One story we've followed all summer is this discussion between the Canadian Hockey League(s) and the USHL with regards to the feeling that the Major Junior circuits are raiding the league's players.
The Ice are no stranger to that. Adam Erne, a promising 16-year-old, left the team to play in the QMJHL with Quebec this summer, bypassing his college eligibility.
But there's some rumblings in the junior hockey world.
All of a sudden, independent of each other, the CHL's chief David Branch talks about adding a fourth team to the Memorial Cup tournament to spice it up -- either the USHL champ or a Euro team (or possibly a fourth Major Junior league in the States?).
In this story, Branch is quoted telling a Toronto sports station: "The concept of a junior league in the United States, USA marketplace, that's something that we should look at."
Of course, there are already a handful of CHL teams in the States.
But independent of that, USHL commissioner Skip Prince had his own things to say, and said he'd be happy to play the Memorial Cup winner.
And, on the same radio show, he speaks of his league in an open letter, almost getting defensive in defending the USHL (he spoke of "the little house league south of the border") -- but then goes on to say having the USHL champ play in the Memorial Cup tournament wouldn't really decide anything.
Says Prince: "We really do try to stand for something. We play fast, clean and tough hockey, and we'll take anyone on. We send players to the NHL ... by way of college. And to board rooms and careers ... by way of college. And to the best years of their lives. Our players go to class, and they work in the community, and they have a blast doing so, and they come out of our league ready for the next step -- on the ice and off it. That's something to believe in."

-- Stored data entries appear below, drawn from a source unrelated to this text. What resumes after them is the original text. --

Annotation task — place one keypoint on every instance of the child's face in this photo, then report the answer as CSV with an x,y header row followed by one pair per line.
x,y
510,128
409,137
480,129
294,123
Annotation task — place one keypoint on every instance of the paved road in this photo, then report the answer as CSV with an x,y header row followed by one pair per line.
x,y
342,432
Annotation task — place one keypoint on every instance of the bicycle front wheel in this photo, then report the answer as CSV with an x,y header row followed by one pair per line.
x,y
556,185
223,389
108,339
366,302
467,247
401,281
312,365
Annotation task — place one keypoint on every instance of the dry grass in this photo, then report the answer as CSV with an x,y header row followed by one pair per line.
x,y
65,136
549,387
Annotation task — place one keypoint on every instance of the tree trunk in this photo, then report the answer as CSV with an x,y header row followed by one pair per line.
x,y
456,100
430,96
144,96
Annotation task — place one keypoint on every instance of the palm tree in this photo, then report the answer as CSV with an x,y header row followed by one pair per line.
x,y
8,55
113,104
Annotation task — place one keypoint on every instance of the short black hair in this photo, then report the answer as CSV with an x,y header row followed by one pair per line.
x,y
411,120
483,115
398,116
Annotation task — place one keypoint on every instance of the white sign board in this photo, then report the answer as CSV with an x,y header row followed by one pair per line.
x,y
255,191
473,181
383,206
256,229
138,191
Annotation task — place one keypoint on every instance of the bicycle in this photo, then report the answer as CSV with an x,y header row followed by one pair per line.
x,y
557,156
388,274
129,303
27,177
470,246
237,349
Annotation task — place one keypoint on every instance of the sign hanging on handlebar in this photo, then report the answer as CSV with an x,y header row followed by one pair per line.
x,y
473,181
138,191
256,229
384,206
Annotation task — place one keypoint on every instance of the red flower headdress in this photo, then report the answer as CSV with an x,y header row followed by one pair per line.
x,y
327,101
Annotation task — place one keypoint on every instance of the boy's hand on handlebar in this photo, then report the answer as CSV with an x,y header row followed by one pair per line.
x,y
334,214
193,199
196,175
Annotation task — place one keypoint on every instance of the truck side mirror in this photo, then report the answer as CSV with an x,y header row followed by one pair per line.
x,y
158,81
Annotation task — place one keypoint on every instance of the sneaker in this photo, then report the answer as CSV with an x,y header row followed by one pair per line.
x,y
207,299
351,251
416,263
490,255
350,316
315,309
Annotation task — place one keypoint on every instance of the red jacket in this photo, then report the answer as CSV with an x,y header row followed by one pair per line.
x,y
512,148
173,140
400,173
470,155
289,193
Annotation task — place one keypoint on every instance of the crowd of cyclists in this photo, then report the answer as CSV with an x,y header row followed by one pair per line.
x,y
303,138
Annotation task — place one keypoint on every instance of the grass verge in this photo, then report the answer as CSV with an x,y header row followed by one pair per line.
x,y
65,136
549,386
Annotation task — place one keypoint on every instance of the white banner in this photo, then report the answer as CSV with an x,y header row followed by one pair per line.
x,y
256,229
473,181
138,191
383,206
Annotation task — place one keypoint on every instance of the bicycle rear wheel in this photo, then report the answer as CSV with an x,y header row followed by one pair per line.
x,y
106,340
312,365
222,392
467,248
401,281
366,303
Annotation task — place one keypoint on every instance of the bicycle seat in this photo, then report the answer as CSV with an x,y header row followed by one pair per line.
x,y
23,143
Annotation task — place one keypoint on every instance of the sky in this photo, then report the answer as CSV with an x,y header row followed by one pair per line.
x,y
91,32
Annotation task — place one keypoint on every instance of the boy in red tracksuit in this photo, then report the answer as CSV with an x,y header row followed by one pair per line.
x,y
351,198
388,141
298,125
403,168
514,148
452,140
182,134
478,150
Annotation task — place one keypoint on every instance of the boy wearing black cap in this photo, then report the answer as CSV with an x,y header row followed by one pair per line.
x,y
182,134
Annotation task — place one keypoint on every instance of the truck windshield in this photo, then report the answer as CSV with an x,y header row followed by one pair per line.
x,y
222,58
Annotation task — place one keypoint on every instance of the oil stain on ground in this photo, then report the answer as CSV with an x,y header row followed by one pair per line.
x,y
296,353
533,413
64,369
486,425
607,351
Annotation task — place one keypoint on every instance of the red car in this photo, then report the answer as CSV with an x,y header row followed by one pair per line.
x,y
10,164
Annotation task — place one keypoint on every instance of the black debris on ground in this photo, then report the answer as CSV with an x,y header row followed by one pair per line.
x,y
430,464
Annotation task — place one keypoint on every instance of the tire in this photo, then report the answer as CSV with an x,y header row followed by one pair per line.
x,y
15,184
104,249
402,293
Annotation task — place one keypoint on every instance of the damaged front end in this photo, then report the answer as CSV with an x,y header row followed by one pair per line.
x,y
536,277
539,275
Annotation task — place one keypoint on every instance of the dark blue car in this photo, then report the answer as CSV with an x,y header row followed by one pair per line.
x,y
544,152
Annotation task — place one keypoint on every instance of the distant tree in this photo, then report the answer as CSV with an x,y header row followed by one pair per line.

I'm not sure there's much wisdom in the USHL champ playing the CHL champ. While the USHL is the top-tier league in the USA, it has a different focus than the CHL (which Prince rightly points out ... read the entire letter. It's good stuff). The CHL leagues seem focused on developing professional players, and most teams have several NHL draft picks on them. Those who don't matriculate to the pros do retain their Canadian college eligibility, although no one would argue that Canadian college hockey is anywhere close to on par with the NCAA.
Meanwhile, the NCAA is the USHL's focus. Prince noted that every player from the league last year that went the college route will be with a Div. I team this year save one player who chose to go to a Div. III school. The league has its NHL alumni and NCAA commitments taking equal billing on the homepage. The USHL's focus is on developing amateur players for the NCAA, and yet the league still has a ton of players get drafted (and undershoots that number, because several players get drafted before playing in the USHL, which deflates the number). The Indiana Ice alone often have multiple current players or alumni who are drafted each year, and the list grows. This year, Brian Ferlin, Blake Coleman and Sean Kuraly were all picked within two rounds of each other. R.J. Boyd will suit up for the team next year with a Florida Panthers draft pick already in his pocket. John Carlson -- who went the CHL route after a year with the Ice -- is one of the best young blueliners in the game. The USHL is a great league, both for those who want to go to the NCAA and for those who want to keep their options open about either NCAA or CHL.
It doesn't have to be on par with the Canadian Major Junior ranks. It has a different focus -- which is essentially what Prince was saying.
Personally, I like that focus. It's hard, clean, fast, exciting hockey. It's a league full of guys you'll see in NHL and AHL jerseys in a few years. It's nearly impossible to watch an NHL game without seeing at least one (and usually a few) ex-USHL player on the ice. The 2010 Olympic team that came within one unfortunate bounce off a referee's skate away from winning gold had several USHL graduates on it. It's a league full of guys who, as Gino Gasparini excitedly told me seven years ago, "are going somewhere." It's a stepping stone for both players and coaches -- just witness Jeff Blashill's rise from the Ice to the Red Wings in two years. It's also a great league to be the top of the American hockey pyramid -- developing *American* players. It is awesome to see guys like Coleman (from Texas) as well as Boyd and Ferlin (from Florida) -- guys from non-traditional hockey markets -- use the USHL to improve their game and eventually get an NHL call. The USHL has had a big, big hand in that. I'm enjoying the fact that our local community has a hand in that.
Does it matter if it's on par with the Memorial Cup champ? Not in the least. What matters is that it fulfills its mission -- to develop the top American-born players for the next level and to provide an exciting product for the fans in the cities that follow the league. It does that and more, and continues to improve the ability to do that every year.